Premier ouvrage en prose de Paul Auster, L’invention de la solitude porte déjà l’œuvre à venir, préfigurant la Trilogie new-yorkaise, Le voyage d’Anna Blume, Léviathan, etc. Auster y questionne le passé familial pour tenter de le reconstituer, à l’image de cet album de photos dont il doit combler le vide en écrivant la mémoire de sa famille afin de la sauver de l’oubli. Il se souvient : pour conserver la mémoire vivante, pour entendre la mémoire qui, «parfois, se manifeste à lui comme une voix, une voix qui parle au-dedans de lui, et qui n’est pas forcément la sienne» (p. 194). Il se souvient, en décentrant le regard qu’il porte sur lui-même et sur le passé, afin de laisser advenir cette voix autre, car «il faut qu’il s’efface afin de se trouver» (p. 242).
 
En ce sens, le mouvement du livre est proche de ce décentrement : «comme s’il était obligé d’assister à sa propre disparition» (p. 122), il descend dans l’enfermement, dans la solitude qu’il faut pour s’inventer, pour pouvoir ensuite s’ouvrir et s’écrire. De ce qui adviendra, le narrateur ignore tout, comme du mouvement qui l’y conduit. Mais «une seule chose est certaine : il ne peut être nulle part s’il ne se trouve pas ici» (p. 125), enfermé dans sa chambre, enfermé dans sa propre histoire.
 
Dans «l’obscurité de la solitude» (p. 258) que l’auteur s’impose, la mémoire lit, invente, construit son univers à travers le regard subjectif qu’elle porte sur les faits, par les liens qu’elle tisse entre les événements. Car l’essentiel semble là : cette errance dans les labyrinthes de la mémoire permet de créer des connexions, des relations entre les divers faits isolés pour leur trouver une vérité. Rien n’est définitif, rien ne commence ni ne finit mais, de génération en génération, se répète, se prolonge comme le feraient des vases communicants, la réalité ressemblant «à l’un de ces coffrets chinois : une infinité de boîtes contenant d’autres boîtes» (p. 183). Et l’écriture est toujours là, partout, dans ces lieux et ces objets qui s’interpellent.
 
Surgit alors cela même qui «hante» le narrateur, «l’absence du père, cette malédiction» (p. 183).
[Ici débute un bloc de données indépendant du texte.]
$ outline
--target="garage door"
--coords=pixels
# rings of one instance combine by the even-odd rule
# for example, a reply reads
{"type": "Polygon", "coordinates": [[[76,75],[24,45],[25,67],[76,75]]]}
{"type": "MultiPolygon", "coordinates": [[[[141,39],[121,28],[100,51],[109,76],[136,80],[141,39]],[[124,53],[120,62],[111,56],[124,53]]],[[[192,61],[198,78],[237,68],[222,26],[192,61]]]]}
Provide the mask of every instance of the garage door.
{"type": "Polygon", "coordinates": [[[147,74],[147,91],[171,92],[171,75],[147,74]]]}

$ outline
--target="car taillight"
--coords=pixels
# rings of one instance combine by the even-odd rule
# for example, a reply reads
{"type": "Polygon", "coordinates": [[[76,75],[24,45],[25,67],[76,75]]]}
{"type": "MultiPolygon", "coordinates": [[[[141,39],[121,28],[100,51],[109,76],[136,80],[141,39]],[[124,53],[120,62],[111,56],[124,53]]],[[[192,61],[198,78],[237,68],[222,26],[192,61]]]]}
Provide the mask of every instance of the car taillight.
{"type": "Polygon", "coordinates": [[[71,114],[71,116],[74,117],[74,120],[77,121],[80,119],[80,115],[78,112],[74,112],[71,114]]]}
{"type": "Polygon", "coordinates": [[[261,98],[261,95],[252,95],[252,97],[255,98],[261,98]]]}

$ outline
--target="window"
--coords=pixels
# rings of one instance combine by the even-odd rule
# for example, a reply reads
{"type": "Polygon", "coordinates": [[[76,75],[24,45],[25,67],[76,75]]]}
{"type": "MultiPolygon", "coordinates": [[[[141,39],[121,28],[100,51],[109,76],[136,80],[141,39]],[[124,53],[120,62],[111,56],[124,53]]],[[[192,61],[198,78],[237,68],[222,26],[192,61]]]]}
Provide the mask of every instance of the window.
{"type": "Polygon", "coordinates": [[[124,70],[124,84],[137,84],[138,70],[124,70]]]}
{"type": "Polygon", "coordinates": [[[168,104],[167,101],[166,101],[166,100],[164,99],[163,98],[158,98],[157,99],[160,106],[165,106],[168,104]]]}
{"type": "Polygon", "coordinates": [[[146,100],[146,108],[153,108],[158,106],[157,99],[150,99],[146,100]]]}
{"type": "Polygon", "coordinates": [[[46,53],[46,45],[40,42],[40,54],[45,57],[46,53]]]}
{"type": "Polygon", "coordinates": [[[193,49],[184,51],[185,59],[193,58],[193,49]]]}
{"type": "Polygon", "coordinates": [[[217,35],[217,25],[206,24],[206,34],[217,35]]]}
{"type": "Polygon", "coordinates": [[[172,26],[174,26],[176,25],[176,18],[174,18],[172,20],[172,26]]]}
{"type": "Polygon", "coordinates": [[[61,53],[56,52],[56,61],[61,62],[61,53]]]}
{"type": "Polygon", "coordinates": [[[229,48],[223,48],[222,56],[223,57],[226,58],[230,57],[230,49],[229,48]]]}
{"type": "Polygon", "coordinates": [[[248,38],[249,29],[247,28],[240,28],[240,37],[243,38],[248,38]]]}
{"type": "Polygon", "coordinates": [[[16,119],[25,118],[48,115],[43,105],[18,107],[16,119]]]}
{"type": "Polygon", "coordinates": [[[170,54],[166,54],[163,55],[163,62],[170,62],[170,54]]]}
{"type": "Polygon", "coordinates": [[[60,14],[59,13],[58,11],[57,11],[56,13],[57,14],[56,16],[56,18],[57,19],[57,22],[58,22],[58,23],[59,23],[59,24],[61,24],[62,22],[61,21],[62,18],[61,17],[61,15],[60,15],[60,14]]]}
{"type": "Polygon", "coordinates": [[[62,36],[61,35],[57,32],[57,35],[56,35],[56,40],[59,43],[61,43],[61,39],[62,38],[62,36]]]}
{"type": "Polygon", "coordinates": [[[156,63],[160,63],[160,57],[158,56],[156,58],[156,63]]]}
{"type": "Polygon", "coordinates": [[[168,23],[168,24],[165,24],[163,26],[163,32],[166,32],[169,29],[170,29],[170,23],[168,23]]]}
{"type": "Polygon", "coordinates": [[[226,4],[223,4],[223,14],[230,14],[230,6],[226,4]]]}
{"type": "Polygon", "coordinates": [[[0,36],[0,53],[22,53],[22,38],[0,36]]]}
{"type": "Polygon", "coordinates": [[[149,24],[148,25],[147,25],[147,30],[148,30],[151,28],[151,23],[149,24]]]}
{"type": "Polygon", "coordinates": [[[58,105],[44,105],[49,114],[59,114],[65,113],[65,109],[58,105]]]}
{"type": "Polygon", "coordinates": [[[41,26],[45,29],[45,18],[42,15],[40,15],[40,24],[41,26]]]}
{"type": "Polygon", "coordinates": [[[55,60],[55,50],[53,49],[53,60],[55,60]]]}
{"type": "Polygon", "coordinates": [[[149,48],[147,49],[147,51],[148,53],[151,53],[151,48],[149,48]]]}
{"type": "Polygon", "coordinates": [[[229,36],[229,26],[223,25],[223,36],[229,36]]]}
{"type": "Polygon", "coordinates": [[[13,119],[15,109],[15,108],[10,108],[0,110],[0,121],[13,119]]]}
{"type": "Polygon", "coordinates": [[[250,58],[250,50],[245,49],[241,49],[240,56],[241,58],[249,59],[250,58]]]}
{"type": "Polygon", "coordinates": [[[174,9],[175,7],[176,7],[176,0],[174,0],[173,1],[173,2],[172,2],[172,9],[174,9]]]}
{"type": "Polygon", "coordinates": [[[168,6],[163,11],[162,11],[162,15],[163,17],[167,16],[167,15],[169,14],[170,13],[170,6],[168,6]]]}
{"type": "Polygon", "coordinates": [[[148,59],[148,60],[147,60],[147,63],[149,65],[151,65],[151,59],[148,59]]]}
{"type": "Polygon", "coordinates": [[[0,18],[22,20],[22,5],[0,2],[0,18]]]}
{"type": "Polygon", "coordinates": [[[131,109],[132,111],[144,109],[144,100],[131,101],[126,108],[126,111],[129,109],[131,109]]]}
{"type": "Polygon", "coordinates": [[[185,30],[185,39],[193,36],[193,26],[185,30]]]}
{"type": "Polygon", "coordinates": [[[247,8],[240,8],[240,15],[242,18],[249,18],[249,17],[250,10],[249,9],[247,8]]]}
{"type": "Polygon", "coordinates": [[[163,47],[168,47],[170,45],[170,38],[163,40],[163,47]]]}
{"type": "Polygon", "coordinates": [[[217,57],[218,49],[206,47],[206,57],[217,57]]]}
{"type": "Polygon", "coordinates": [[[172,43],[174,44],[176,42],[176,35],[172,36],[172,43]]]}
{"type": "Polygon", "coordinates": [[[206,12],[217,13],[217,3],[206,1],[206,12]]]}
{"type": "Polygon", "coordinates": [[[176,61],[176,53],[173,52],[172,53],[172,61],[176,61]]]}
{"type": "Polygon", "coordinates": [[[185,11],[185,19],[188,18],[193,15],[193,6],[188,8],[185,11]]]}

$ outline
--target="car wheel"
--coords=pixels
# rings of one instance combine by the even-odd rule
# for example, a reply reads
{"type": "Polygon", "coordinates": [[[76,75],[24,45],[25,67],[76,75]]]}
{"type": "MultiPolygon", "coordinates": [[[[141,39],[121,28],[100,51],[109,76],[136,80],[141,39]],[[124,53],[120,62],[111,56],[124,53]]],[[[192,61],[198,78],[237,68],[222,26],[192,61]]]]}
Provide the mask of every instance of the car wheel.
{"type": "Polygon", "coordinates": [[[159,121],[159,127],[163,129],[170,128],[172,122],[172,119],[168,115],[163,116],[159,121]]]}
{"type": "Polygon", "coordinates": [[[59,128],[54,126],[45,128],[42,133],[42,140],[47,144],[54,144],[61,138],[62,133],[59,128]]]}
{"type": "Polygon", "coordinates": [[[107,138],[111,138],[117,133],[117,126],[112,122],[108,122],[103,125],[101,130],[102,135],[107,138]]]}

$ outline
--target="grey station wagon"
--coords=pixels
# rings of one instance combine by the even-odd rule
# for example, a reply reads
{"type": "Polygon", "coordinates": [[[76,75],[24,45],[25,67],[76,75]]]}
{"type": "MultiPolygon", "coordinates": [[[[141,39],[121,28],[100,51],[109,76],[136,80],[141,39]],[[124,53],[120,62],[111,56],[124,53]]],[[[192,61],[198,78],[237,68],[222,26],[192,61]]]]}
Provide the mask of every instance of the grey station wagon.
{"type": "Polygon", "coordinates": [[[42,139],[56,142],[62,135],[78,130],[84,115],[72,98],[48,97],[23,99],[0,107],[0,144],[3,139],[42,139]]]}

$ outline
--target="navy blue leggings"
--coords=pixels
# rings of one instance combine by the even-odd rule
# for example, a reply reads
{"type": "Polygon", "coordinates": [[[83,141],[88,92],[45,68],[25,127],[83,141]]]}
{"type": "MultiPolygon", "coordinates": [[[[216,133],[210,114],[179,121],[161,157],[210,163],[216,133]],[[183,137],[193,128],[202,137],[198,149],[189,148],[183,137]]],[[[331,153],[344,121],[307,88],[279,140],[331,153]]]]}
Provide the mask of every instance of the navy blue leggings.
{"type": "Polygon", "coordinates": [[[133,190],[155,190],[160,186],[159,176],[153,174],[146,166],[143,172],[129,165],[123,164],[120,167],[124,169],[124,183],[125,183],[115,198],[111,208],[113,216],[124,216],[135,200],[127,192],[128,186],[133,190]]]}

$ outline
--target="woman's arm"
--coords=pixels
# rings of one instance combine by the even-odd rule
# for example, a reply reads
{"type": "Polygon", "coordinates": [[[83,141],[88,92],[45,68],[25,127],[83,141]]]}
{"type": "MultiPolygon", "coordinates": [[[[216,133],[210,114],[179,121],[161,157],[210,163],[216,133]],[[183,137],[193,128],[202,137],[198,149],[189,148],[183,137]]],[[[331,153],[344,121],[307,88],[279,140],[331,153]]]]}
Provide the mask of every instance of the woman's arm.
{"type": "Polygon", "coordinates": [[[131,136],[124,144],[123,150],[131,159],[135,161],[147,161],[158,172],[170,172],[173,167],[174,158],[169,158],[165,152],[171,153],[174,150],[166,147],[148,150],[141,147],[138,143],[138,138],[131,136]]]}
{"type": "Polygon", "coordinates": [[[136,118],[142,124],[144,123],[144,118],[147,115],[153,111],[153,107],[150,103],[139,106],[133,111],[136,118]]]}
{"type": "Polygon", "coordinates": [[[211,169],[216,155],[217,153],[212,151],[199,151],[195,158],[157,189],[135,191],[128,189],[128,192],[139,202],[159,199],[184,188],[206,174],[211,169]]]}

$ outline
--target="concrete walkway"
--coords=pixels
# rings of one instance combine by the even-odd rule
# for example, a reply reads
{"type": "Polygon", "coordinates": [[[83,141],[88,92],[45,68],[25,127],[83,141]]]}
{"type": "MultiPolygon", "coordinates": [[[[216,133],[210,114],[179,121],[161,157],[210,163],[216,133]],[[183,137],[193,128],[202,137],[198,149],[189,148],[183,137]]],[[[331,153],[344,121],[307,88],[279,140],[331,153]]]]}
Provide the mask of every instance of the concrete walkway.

En réponse à cette absence, Auster doit construire son identité et la cohérence de la vie en donnant à lire les coïncidences qui traversent son histoire personnelle. Si Auster écrit la mémoire de ces événements qui «riment», c’est pour se sauver, oui, mais aussi pour sauver le père. Par cette parole qui assure à l’écrivain réparation et continuation, le père devient présent, lui aussi sauvé de la mort par l’écriture. Comme le Pinocchio de Collodi, et comme Schéhérazade, tous deux très présents dans ces pages où se lient errance, solitude et hasard, le narrateur, en assumant la paternité du récit, acquiert une vie, sauve la mort de la mort elle-même. «Le fils sauve le père» (p. 209) et, père à son tour, se donne vie, comme dans le récit de Collodi où la marionnette sauve Gepetto et devient ainsi un vrai petit garçon. L’écrivain, comme Pinocchio et Schéhérazade, s’écrit lui-même et, acceptant de s’égarer dans les méandres du souvenir, retrouve peu à peu une présence à autrui. «Un déracinement, donc, qui rappelle un autre enracinement, très antérieur, de la conscience» (p. 233) et qui permet mémoire, écriture et vie.
 
«L’invention de la solitude. Histoires de vie et de mort» (p. 234) postule finalement que l’écriture est acte de mémoire, que la mémoire est familiale, c’est-à-dire à la fois communauté de pères et communauté littéraire, et que le langage n’est pas vérité mais vision de la vérité, «manière d’exister dans l’univers» (p. 253). Et pour Auster, «l’histoire de la mémoire est celle du regard» (p. 242) que l’on porte sur elle.